Früher habe ich es immer für eine Legende gehalten, wenn im Kollegenkreis erzählt wurde von Anrufen aus dem Kanzleramt bei den großen Medien, in denen die „richtige“ Linie vorgegeben wurde, etwa in der Migrationskrise 2015 oder jetzt bei Corona. Inzwischen kann ich mir das, leider, sehr gut vorstellen – auch aufgrund der persönlichen Erfahrungen wie mit Merkels Ex-Sprecher oder detaillierten Berichten von Kollegen. Selbst in Kommentaren werden denen schon mal Sätze gestrichen, die als Kritik an Merkel gelten könnten.

ARD-Chefredakteur Rainald Becker etwa ist schon früh dadurch aufgefallen, wie stramm er auf Linie ist.
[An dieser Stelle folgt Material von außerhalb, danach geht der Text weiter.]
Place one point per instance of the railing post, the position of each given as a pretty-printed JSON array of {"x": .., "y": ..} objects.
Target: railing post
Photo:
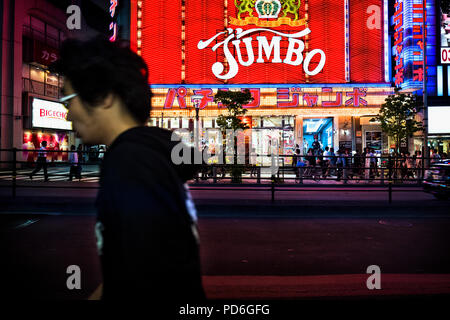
[
  {"x": 14, "y": 172},
  {"x": 300, "y": 175},
  {"x": 390, "y": 179},
  {"x": 258, "y": 174},
  {"x": 390, "y": 191},
  {"x": 214, "y": 173},
  {"x": 273, "y": 187}
]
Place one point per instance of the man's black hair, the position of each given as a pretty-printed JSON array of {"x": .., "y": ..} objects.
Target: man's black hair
[{"x": 98, "y": 67}]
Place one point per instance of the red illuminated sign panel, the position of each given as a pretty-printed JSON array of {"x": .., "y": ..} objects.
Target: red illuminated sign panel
[{"x": 263, "y": 41}]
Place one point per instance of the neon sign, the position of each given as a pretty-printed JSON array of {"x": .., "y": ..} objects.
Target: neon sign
[
  {"x": 113, "y": 24},
  {"x": 275, "y": 97},
  {"x": 295, "y": 47}
]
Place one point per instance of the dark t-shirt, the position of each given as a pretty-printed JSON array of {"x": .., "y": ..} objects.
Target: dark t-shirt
[{"x": 146, "y": 234}]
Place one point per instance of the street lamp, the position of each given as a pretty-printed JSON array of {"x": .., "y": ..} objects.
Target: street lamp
[{"x": 196, "y": 99}]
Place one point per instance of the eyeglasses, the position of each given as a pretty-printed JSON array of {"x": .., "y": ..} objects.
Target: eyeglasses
[{"x": 66, "y": 99}]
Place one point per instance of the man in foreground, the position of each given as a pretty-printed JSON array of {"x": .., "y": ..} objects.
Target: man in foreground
[{"x": 146, "y": 228}]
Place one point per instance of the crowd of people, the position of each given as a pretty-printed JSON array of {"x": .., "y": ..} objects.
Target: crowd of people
[{"x": 318, "y": 163}]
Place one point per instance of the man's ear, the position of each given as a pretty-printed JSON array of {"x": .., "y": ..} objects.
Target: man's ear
[{"x": 108, "y": 101}]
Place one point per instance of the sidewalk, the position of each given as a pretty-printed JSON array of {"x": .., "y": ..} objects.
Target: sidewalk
[{"x": 79, "y": 198}]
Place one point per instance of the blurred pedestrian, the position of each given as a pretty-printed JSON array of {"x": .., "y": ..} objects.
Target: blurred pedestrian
[
  {"x": 41, "y": 162},
  {"x": 146, "y": 222}
]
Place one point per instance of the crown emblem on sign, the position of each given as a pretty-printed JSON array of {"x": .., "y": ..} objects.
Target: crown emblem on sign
[{"x": 268, "y": 8}]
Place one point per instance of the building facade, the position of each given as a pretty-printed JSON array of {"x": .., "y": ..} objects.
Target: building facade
[
  {"x": 314, "y": 68},
  {"x": 32, "y": 32}
]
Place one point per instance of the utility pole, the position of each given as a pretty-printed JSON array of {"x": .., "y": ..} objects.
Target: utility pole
[{"x": 425, "y": 93}]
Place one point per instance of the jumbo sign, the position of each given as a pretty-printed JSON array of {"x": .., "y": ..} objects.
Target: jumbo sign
[
  {"x": 296, "y": 48},
  {"x": 266, "y": 9}
]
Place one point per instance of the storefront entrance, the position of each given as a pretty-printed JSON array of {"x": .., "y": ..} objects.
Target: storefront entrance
[{"x": 320, "y": 129}]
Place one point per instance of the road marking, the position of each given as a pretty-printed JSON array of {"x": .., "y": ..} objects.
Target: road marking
[{"x": 26, "y": 224}]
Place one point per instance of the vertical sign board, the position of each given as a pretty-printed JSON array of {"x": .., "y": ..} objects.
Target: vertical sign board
[
  {"x": 113, "y": 13},
  {"x": 413, "y": 22},
  {"x": 445, "y": 31}
]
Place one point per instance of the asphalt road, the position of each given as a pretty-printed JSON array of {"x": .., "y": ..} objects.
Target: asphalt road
[{"x": 246, "y": 258}]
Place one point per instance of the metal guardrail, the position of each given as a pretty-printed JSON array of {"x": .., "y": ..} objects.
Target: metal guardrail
[{"x": 385, "y": 171}]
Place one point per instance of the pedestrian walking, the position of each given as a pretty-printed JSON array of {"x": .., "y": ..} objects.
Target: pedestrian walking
[
  {"x": 409, "y": 166},
  {"x": 41, "y": 162},
  {"x": 326, "y": 161},
  {"x": 73, "y": 160},
  {"x": 146, "y": 227},
  {"x": 366, "y": 157}
]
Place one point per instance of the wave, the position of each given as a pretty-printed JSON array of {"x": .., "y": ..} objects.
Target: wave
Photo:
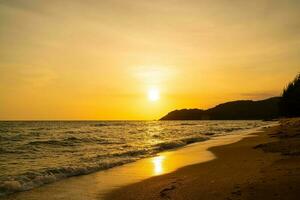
[
  {"x": 32, "y": 180},
  {"x": 179, "y": 143},
  {"x": 72, "y": 141}
]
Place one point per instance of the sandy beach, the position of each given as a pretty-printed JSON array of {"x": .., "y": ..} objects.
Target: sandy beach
[{"x": 265, "y": 166}]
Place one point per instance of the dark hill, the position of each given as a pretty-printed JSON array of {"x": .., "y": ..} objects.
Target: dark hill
[{"x": 235, "y": 110}]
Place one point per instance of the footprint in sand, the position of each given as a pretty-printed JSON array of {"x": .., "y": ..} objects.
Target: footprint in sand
[{"x": 165, "y": 193}]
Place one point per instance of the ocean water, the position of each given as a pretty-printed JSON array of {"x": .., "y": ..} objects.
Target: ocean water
[{"x": 41, "y": 152}]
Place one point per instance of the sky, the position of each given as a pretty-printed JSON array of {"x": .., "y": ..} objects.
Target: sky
[{"x": 100, "y": 60}]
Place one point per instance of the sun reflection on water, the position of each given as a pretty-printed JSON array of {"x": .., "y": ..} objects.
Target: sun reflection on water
[{"x": 158, "y": 165}]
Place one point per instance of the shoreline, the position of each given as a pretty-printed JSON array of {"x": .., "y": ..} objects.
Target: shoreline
[
  {"x": 103, "y": 182},
  {"x": 247, "y": 169}
]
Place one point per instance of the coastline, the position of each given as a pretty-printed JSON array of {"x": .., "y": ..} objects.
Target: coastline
[
  {"x": 254, "y": 168},
  {"x": 97, "y": 185}
]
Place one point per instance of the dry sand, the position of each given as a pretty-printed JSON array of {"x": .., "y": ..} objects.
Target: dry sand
[{"x": 266, "y": 166}]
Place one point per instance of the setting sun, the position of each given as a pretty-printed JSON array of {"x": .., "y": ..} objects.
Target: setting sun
[{"x": 153, "y": 94}]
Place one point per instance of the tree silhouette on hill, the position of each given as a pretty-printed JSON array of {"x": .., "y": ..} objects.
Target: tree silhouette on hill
[{"x": 290, "y": 100}]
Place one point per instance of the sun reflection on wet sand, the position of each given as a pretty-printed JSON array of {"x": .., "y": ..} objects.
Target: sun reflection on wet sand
[{"x": 158, "y": 165}]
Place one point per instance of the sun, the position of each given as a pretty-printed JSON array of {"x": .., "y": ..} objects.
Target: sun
[{"x": 153, "y": 94}]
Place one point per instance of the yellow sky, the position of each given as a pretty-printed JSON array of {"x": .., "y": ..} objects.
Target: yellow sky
[{"x": 89, "y": 59}]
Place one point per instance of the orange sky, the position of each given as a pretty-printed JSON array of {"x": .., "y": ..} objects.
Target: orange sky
[{"x": 88, "y": 59}]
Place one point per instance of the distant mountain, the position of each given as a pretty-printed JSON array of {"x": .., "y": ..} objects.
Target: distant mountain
[{"x": 234, "y": 110}]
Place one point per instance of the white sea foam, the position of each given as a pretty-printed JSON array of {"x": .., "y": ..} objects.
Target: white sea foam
[{"x": 36, "y": 153}]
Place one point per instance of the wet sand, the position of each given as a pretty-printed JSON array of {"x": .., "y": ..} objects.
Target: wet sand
[
  {"x": 266, "y": 166},
  {"x": 99, "y": 184}
]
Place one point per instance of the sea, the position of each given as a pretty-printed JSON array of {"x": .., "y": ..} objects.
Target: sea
[{"x": 34, "y": 153}]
Der Medienkritiker Stefan Schulz etwa schrieb: „Der ARD-Chefredakteur Rainald Becker bejubelt das Regierungshandeln regelmäßig auf eine Weise, die sogar Regierungssprecher Steffen Seibert peinlich wäre.“

Im August 2019 schrieb Becker auf twitter: „Wer nach 30 Jahren Einheit Die Linke immer noch als „SED-Erben“ bezeichnet, hat nichts verstanden und gelernt.“

Nach der Einigung von SPD und Union im Streit um die Grundrente twitterte der ARD-Mann: „Danke @spdde @CDU @CSU“.

Im Mai 2019 zeigte Becker sich auf dem Bildschirm euphorisch über den Erfolg der Grünen bei den Wahlen des EU-Parlaments und meinte, vielleicht sei die Zeit reif für einen grünen Kanzler. Den europaweiten EU-kritischen Trend stellte er als Ausnahme dar und das deutsche Wahlergebnis als die Regel. Er erntete damit viel Spott, etwa die Frage eines twitter-Nutzers: „Kann ich meinen Rundfunkbeitrag als Parteispende steuerlich absetzen?“In einem funktionierenden demokratischen und öffentlich-rechtlichen System müsste Becker dafür, dass er unzählige Gebührenzahler für ihre verständlichen Sehnsüchte für verrückt erklärt, den Hut nehmen. Im System Merkel kann er auf weitere Karrieresprünge hoffen, und seine Anstalt auf weiteren Gebühren-Regen.